RNA-ADT: scButterfly-B

The following tutorial demonstrate how to use scButterfly-B to make translation between RNA and ADT data.

We special design pre-processing and model network for ADT data, and keep RNA part consistent with the translation between RNA and ATAC

There are three part of this tutorial:

  • Load data and data pre-processing. This part will tell you how to load and pre-process scRNA-seq and scADT-seq data for scButterfly model.
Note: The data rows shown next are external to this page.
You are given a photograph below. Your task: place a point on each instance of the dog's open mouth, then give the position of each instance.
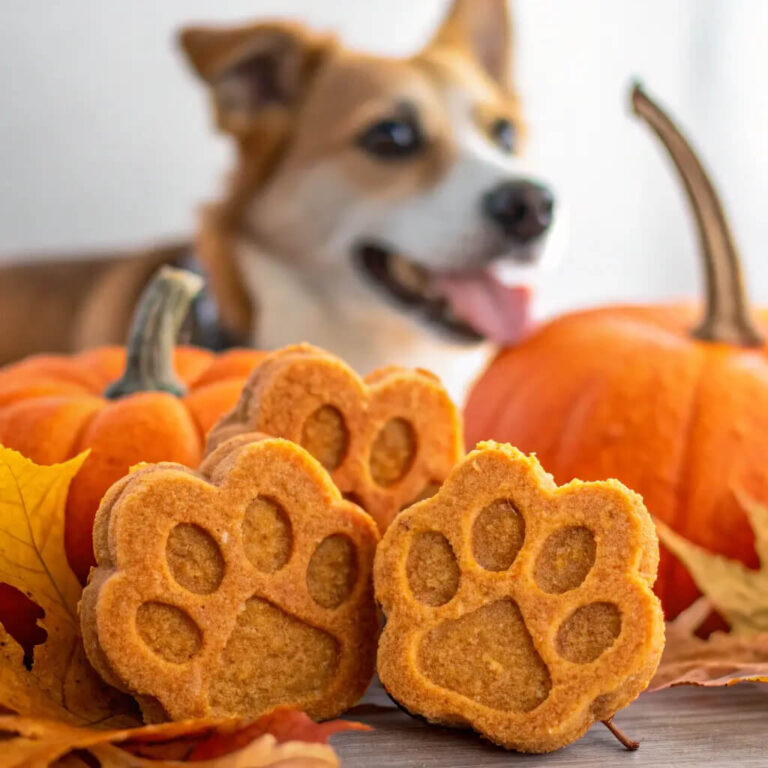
(470, 305)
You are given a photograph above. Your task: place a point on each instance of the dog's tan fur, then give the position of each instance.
(323, 96)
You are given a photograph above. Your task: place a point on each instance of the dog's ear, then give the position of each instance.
(253, 69)
(483, 30)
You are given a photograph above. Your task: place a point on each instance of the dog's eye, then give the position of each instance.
(504, 134)
(392, 138)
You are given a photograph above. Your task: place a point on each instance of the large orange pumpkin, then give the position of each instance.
(53, 407)
(679, 415)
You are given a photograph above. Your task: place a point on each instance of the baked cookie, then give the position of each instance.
(518, 608)
(388, 440)
(234, 590)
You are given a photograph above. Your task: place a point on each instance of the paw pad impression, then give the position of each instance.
(387, 440)
(233, 590)
(521, 609)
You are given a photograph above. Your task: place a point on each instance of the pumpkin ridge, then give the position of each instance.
(683, 478)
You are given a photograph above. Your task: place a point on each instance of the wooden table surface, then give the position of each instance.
(683, 726)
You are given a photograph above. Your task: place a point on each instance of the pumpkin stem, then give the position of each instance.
(156, 323)
(727, 317)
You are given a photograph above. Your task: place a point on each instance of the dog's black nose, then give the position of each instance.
(522, 209)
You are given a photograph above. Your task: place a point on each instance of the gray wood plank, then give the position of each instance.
(681, 727)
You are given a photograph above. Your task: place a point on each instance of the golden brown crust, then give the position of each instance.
(560, 629)
(235, 592)
(384, 438)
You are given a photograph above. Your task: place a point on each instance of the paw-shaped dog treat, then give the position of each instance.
(234, 590)
(388, 440)
(516, 607)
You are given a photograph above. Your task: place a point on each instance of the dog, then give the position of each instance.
(377, 207)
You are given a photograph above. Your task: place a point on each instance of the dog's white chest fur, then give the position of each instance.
(334, 308)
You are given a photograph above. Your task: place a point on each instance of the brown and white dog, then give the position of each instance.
(377, 207)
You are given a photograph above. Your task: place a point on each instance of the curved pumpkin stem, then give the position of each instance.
(727, 318)
(156, 323)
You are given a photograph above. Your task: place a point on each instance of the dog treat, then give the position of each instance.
(235, 589)
(518, 608)
(388, 440)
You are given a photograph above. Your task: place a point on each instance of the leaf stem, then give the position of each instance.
(629, 744)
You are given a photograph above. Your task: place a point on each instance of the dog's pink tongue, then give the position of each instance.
(498, 311)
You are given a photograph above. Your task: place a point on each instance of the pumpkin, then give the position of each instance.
(53, 407)
(674, 409)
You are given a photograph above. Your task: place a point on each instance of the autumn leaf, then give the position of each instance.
(284, 738)
(61, 683)
(739, 594)
(722, 659)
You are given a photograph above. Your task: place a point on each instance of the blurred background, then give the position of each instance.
(105, 137)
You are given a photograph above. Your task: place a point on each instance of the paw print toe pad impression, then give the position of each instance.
(236, 591)
(387, 439)
(513, 604)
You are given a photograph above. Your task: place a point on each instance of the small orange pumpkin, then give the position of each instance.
(54, 407)
(681, 416)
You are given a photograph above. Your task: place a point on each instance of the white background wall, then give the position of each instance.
(105, 138)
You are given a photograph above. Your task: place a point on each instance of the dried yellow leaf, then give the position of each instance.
(61, 684)
(739, 594)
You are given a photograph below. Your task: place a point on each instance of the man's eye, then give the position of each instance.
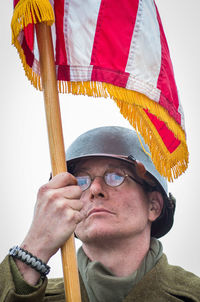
(114, 179)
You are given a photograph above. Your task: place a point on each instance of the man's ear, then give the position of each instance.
(155, 205)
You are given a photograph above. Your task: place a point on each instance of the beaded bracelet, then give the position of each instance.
(29, 259)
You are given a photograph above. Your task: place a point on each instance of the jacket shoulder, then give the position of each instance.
(178, 281)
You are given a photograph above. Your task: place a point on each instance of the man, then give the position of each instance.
(117, 204)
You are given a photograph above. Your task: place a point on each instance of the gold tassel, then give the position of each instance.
(30, 11)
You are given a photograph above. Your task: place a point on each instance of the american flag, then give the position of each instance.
(115, 49)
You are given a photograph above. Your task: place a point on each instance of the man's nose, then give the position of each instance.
(97, 188)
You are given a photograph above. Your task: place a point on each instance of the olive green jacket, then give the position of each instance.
(164, 283)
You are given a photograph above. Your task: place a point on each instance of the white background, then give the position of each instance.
(24, 153)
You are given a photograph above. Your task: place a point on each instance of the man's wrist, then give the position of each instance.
(23, 255)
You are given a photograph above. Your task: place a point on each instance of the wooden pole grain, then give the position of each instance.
(56, 146)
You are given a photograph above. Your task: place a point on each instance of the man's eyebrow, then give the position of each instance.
(109, 166)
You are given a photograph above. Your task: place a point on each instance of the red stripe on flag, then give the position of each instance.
(166, 81)
(114, 30)
(61, 57)
(27, 52)
(15, 2)
(168, 137)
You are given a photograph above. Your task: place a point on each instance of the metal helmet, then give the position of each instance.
(123, 144)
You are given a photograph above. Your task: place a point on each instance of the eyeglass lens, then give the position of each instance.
(112, 179)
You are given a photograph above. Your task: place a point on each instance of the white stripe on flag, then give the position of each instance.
(145, 51)
(79, 29)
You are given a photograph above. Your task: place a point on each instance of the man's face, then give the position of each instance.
(112, 212)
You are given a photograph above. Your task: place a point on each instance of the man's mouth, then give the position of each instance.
(98, 210)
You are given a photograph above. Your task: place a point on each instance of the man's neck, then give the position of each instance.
(122, 257)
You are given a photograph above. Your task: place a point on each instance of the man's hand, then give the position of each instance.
(57, 213)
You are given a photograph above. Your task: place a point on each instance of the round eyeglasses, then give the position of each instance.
(112, 179)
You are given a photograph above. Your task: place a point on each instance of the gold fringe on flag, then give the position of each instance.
(130, 103)
(30, 11)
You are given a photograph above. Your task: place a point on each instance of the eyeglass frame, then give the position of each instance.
(142, 183)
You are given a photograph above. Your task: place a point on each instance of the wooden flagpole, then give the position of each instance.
(56, 145)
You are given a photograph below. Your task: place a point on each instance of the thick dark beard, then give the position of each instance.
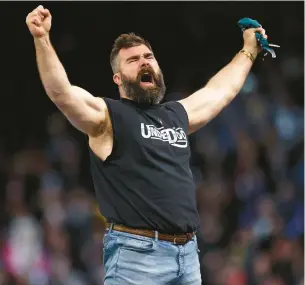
(146, 96)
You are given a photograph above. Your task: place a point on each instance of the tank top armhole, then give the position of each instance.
(180, 112)
(114, 146)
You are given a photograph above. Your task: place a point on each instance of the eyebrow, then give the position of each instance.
(147, 54)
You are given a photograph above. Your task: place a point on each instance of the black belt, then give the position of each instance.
(179, 239)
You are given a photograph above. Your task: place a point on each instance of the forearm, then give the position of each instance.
(232, 77)
(52, 72)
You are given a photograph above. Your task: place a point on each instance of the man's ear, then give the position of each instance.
(117, 79)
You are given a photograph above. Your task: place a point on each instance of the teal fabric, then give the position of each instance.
(247, 23)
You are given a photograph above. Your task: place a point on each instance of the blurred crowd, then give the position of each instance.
(248, 164)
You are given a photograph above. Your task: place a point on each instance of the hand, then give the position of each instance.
(250, 43)
(39, 22)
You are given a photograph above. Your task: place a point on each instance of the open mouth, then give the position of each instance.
(146, 78)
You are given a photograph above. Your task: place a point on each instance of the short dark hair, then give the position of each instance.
(125, 41)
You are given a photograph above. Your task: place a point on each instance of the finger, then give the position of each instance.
(260, 29)
(36, 21)
(40, 8)
(46, 13)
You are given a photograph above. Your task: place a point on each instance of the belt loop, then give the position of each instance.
(156, 235)
(111, 227)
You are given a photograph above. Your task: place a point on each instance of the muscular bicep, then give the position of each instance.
(84, 111)
(203, 105)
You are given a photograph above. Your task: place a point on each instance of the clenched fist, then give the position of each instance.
(39, 22)
(250, 42)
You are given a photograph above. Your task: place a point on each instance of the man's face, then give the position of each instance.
(140, 76)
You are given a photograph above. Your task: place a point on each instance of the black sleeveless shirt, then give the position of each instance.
(146, 181)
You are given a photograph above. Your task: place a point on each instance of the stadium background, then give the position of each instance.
(248, 162)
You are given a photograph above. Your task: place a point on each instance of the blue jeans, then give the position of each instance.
(136, 260)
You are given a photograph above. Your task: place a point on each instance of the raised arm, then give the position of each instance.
(206, 103)
(85, 112)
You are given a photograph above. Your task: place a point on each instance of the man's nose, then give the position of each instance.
(144, 62)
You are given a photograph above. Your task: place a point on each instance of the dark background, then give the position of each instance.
(248, 162)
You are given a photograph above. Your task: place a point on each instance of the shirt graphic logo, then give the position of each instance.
(174, 136)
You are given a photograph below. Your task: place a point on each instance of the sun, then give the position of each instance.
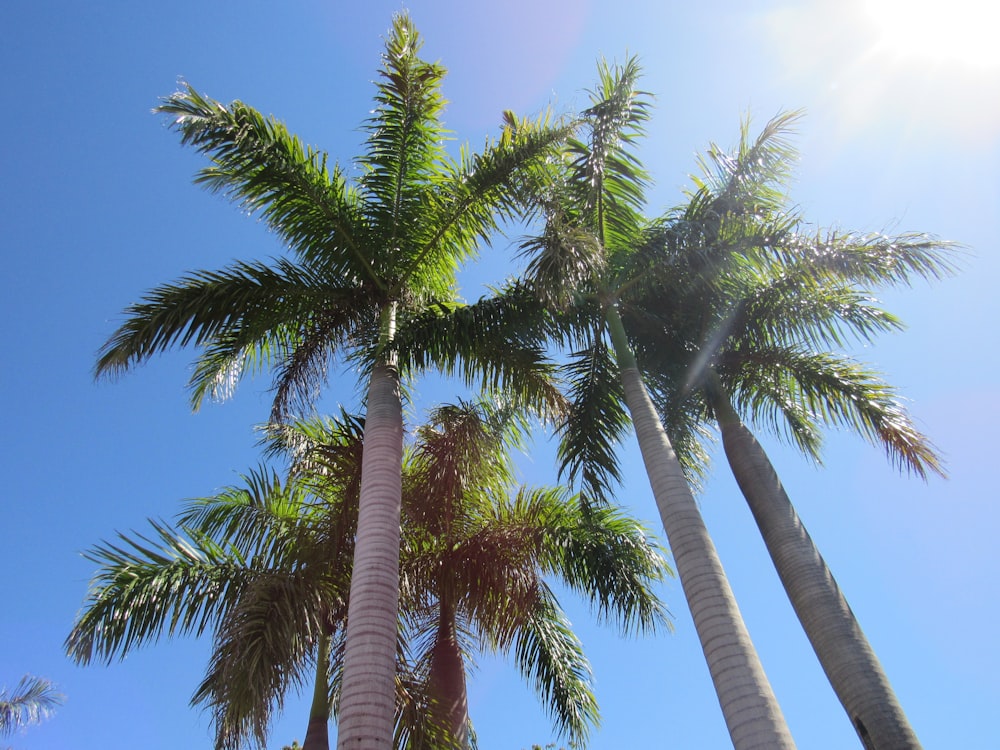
(938, 31)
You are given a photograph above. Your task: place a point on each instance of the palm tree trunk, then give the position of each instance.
(752, 713)
(318, 732)
(367, 698)
(844, 653)
(446, 683)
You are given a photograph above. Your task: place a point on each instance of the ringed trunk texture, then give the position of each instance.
(752, 713)
(843, 651)
(318, 731)
(449, 702)
(367, 698)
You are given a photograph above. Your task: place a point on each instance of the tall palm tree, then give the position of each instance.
(741, 322)
(366, 256)
(266, 566)
(31, 702)
(478, 551)
(589, 259)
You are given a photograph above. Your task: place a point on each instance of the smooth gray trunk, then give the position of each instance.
(751, 711)
(844, 653)
(367, 700)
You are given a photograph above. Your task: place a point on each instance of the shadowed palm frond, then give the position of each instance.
(31, 702)
(262, 649)
(551, 658)
(167, 585)
(596, 424)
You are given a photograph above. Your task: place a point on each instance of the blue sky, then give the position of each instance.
(98, 206)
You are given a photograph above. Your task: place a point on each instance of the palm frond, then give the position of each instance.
(31, 702)
(551, 657)
(608, 557)
(589, 437)
(145, 588)
(261, 650)
(496, 343)
(834, 390)
(256, 162)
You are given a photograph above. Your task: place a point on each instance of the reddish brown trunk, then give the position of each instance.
(449, 703)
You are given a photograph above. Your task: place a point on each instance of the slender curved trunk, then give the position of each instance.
(318, 731)
(752, 713)
(446, 683)
(844, 653)
(367, 699)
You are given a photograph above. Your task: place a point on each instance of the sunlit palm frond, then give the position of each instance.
(871, 260)
(168, 585)
(256, 162)
(31, 702)
(604, 172)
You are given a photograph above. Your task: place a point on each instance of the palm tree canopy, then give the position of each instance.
(265, 566)
(364, 255)
(749, 292)
(481, 549)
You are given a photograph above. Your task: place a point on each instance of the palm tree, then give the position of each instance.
(31, 702)
(266, 566)
(477, 551)
(366, 256)
(590, 258)
(740, 323)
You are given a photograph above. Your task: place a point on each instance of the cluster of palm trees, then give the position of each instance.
(729, 310)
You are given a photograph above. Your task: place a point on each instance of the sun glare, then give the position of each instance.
(938, 31)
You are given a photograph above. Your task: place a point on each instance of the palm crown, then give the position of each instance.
(266, 566)
(365, 257)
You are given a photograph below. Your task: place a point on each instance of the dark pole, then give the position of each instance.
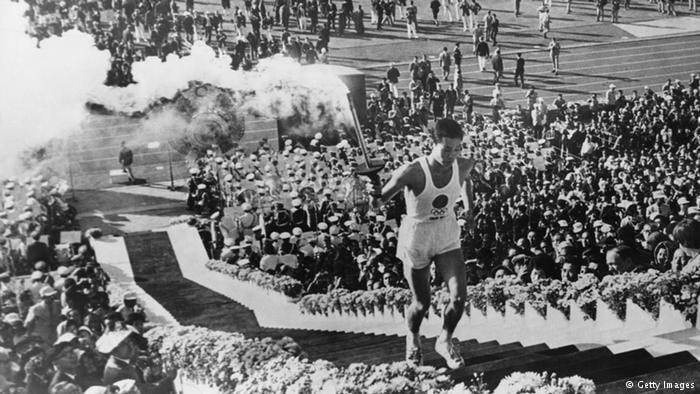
(70, 176)
(170, 166)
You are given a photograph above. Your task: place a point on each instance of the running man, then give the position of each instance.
(126, 158)
(554, 49)
(432, 185)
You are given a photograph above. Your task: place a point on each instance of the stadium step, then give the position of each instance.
(156, 270)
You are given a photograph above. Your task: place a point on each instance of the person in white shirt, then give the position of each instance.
(687, 234)
(432, 185)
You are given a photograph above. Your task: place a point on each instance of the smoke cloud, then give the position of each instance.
(278, 88)
(44, 90)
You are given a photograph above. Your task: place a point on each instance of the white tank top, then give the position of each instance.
(433, 203)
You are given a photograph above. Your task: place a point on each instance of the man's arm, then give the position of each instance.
(466, 166)
(398, 181)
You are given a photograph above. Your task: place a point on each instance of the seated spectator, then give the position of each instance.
(687, 234)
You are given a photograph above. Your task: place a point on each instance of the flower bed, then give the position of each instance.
(231, 363)
(644, 289)
(281, 284)
(532, 382)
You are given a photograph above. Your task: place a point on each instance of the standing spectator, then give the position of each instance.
(332, 13)
(519, 70)
(411, 21)
(546, 22)
(473, 14)
(313, 16)
(554, 49)
(457, 83)
(468, 106)
(488, 23)
(126, 159)
(497, 104)
(43, 317)
(225, 5)
(464, 8)
(494, 29)
(392, 75)
(600, 10)
(457, 56)
(531, 97)
(447, 10)
(435, 8)
(687, 234)
(497, 64)
(445, 62)
(610, 95)
(450, 101)
(477, 34)
(482, 53)
(323, 57)
(64, 357)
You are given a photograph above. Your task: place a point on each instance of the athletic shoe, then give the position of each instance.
(414, 355)
(451, 355)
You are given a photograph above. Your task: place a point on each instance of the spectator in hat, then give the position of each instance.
(43, 318)
(5, 371)
(129, 306)
(122, 348)
(39, 251)
(126, 159)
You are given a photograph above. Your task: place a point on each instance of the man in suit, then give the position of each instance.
(497, 64)
(126, 158)
(64, 357)
(519, 70)
(44, 316)
(123, 351)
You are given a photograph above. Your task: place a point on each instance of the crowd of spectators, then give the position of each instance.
(593, 187)
(132, 30)
(59, 330)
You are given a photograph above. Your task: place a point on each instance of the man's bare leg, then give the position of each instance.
(419, 282)
(451, 267)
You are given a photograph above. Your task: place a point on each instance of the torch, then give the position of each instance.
(369, 168)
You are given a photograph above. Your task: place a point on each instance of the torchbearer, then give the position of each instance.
(432, 185)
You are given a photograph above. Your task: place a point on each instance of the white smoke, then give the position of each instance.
(44, 90)
(278, 88)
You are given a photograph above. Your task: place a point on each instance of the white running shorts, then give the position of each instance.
(420, 242)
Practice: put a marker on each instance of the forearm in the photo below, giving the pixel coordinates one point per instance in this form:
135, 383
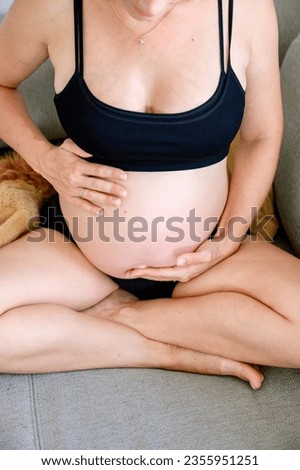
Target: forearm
253, 173
19, 131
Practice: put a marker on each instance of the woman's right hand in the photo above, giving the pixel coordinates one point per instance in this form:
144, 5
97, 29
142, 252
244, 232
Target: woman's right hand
89, 186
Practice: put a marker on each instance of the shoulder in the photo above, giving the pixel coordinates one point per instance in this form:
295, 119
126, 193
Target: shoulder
257, 18
25, 34
35, 18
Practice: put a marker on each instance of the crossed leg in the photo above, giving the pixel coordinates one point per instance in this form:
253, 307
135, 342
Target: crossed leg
48, 321
246, 308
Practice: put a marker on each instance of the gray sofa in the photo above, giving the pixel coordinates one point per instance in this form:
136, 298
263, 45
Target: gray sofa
155, 409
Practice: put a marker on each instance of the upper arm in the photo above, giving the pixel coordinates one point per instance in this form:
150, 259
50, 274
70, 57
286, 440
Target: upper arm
23, 41
263, 110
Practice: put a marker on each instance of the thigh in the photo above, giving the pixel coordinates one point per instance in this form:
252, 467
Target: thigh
258, 269
44, 267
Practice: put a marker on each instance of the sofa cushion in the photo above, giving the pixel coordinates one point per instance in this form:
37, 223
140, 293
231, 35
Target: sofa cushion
148, 409
287, 181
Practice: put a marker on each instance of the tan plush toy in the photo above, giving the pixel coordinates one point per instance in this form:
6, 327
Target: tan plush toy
22, 193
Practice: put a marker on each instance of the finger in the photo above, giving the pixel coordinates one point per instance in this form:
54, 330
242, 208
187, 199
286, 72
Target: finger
103, 186
104, 171
193, 258
70, 146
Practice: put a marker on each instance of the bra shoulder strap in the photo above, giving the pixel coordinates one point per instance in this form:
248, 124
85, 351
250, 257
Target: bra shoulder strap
221, 31
78, 34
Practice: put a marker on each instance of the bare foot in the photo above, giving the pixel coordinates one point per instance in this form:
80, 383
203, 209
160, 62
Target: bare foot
208, 364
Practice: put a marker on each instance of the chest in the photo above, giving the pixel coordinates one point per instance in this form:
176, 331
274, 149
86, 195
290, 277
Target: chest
176, 69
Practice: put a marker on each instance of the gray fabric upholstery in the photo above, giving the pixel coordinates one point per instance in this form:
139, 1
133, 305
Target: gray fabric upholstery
287, 181
38, 92
149, 409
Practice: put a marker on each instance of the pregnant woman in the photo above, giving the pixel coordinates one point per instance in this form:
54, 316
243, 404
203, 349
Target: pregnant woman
150, 93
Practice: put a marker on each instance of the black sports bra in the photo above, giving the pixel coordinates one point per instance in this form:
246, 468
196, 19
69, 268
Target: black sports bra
136, 141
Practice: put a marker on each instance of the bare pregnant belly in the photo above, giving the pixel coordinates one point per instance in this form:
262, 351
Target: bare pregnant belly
164, 215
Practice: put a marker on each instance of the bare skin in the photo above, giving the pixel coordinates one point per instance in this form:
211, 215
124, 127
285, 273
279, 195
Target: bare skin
59, 329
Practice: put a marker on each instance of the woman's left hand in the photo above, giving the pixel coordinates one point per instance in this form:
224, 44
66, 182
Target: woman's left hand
190, 265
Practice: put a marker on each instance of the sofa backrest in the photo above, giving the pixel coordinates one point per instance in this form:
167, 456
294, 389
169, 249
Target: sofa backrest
287, 180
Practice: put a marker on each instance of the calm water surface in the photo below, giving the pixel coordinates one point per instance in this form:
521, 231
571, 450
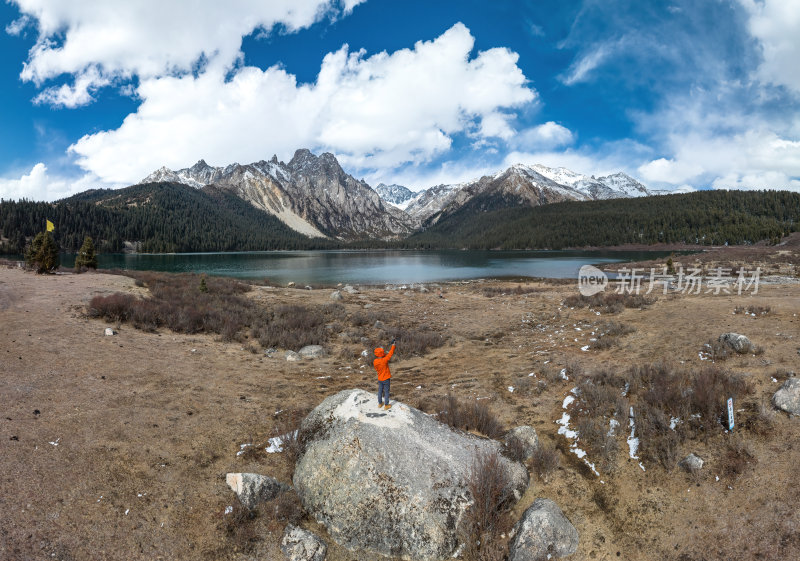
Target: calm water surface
372, 267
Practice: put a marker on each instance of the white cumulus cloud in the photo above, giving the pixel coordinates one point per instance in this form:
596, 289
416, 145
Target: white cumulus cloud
39, 185
373, 112
776, 24
98, 42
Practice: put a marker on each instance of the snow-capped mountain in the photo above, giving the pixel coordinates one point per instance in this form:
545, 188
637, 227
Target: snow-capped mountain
311, 194
396, 195
314, 196
521, 185
618, 185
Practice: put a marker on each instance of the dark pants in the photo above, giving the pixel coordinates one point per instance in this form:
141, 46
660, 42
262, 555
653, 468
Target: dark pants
383, 391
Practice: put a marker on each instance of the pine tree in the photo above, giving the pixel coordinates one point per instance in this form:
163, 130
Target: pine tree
87, 256
43, 253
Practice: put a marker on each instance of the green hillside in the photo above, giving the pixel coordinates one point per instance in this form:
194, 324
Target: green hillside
703, 217
163, 217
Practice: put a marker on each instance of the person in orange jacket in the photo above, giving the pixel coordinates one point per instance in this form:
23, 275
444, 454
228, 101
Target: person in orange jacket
381, 364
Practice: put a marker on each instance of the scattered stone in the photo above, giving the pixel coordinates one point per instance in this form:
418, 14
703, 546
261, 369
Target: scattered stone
312, 351
301, 545
692, 463
401, 470
787, 398
543, 532
738, 343
525, 437
252, 488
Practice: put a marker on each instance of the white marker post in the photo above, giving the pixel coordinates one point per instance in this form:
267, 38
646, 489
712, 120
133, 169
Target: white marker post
730, 413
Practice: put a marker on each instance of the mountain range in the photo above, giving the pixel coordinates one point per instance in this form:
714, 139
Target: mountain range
314, 196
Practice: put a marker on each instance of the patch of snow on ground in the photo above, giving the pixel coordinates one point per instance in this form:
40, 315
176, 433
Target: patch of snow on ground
276, 443
570, 434
633, 441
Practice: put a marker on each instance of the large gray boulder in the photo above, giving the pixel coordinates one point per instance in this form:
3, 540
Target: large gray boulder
301, 545
738, 343
787, 397
543, 532
389, 483
252, 488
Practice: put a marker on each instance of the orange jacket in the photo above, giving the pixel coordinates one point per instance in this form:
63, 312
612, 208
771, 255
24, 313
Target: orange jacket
381, 363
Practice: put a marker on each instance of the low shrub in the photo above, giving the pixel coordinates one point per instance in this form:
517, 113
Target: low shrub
545, 460
487, 517
116, 307
417, 341
472, 415
291, 327
609, 334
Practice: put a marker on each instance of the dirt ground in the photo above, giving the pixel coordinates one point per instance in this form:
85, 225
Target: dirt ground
116, 447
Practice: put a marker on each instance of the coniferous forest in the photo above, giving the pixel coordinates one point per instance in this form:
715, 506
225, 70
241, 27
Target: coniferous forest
165, 218
702, 217
160, 218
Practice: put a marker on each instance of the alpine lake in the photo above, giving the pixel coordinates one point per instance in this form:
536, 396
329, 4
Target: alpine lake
328, 268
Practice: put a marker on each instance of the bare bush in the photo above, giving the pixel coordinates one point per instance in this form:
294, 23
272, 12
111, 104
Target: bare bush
609, 334
417, 341
472, 415
491, 493
116, 307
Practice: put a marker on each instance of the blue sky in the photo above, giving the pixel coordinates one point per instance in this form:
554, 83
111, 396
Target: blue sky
683, 94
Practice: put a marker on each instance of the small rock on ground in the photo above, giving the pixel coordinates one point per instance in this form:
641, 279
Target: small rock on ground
252, 488
787, 398
737, 342
301, 545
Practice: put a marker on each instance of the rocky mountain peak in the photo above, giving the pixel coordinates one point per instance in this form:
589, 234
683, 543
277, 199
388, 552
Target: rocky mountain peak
394, 194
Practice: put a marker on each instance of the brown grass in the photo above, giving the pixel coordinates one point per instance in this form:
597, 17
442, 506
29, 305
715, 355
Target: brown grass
609, 302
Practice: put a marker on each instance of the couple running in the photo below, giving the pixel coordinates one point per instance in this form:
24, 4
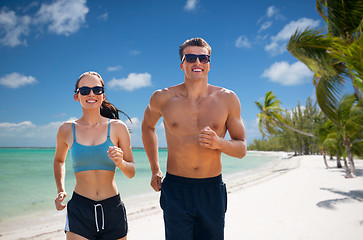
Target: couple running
196, 117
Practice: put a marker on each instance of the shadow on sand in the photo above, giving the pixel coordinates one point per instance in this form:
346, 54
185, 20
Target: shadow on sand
347, 197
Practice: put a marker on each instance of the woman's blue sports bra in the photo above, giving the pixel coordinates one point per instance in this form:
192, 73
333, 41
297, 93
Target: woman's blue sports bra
94, 157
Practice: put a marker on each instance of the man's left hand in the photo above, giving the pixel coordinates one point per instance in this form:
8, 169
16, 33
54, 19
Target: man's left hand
209, 138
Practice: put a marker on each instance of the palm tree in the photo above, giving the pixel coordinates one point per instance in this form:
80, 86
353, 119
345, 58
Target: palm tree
348, 118
270, 117
334, 56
  • Construct and train a scButterfly model. This part will tell you how to generate and train a scButterfly model correctly.

  • Get prediction and evaluate the performance. This part will tell you how to get prediction from scButterfly model and evaluate the performance of prediction.

[1]:
import scanpy as sc
import pandas as pd
from scipy.sparse import csr_matrix

Load data and data pre-processing

Here we use the adult human bone marrow mononuclear cells (BMMC) as example. (Malte Luecken, et al., 2021)

[2]:
ADT_data = sc.read_h5ad('CITE_BMMC_ADT.h5ad')
RNA_data = sc.read_h5ad('CITE_BMMC_RNA.h5ad')
ADT_data.X = csr_matrix(ADT_data.X)
RNA_data.X = csr_matrix(RNA_data.X)
[3]:
RNA_data
[3]:
AnnData object with n_obs × n_vars = 90261 × 13953
    obs: 'GEX_n_genes_by_counts', 'GEX_pct_counts_mt', 'GEX_size_factors', 'GEX_phase', 'ADT_n_antibodies_by_counts', 'ADT_total_counts', 'ADT_iso_count', 'cell_type', 'batch', 'ADT_pseudotime_order', 'GEX_pseudotime_order', 'Samplename', 'Site', 'DonorNumber', 'Modality', 'VendorLot', 'DonorID', 'DonorAge', 'DonorBMI', 'DonorBloodType', 'DonorRace', 'Ethnicity', 'DonorGender', 'QCMeds', 'DonorSmoker', 'is_train'
    var: 'feature_types', 'gene_id'
    uns: 'dataset_id', 'genome', 'organism'
    obsm: 'ADT_X_pca', 'ADT_X_umap', 'ADT_isotype_controls', 'GEX_X_pca', 'GEX_X_umap'
    layers: 'counts'
[4]:
ADT_data
[4]:
AnnData object with n_obs × n_vars = 90261 × 134
    obs: 'GEX_n_genes_by_counts', 'GEX_pct_counts_mt', 'GEX_size_factors', 'GEX_phase', 'ADT_n_antibodies_by_counts', 'ADT_total_counts', 'ADT_iso_count', 'cell_type', 'batch', 'ADT_pseudotime_order', 'GEX_pseudotime_order', 'Samplename', 'Site', 'DonorNumber', 'Modality', 'VendorLot', 'DonorID', 'DonorAge', 'DonorBMI', 'DonorBloodType', 'DonorRace', 'Ethnicity', 'DonorGender', 'QCMeds', 'DonorSmoker', 'is_train'
    var: 'feature_types', 'gene_id'
    uns: 'dataset_id', 'genome', 'organism'
    obsm: 'ADT_X_pca', 'ADT_X_umap', 'ADT_isotype_controls', 'GEX_X_pca', 'GEX_X_umap'
    layers: 'counts'

First, we pre-process data using RNA_data_preprocessing in scButterfly.data_processing for RNA-seq pre-processing. For ADT-seq, we choose a centered log-ratio (CLR) transformation for each cell, which could be write as:

\[CLR(x) = [ln(\frac{x_1}{g(x)}), ln(\frac{x_2}{g(x)}), ..., ln(\frac{x_n}{g(x)})]\]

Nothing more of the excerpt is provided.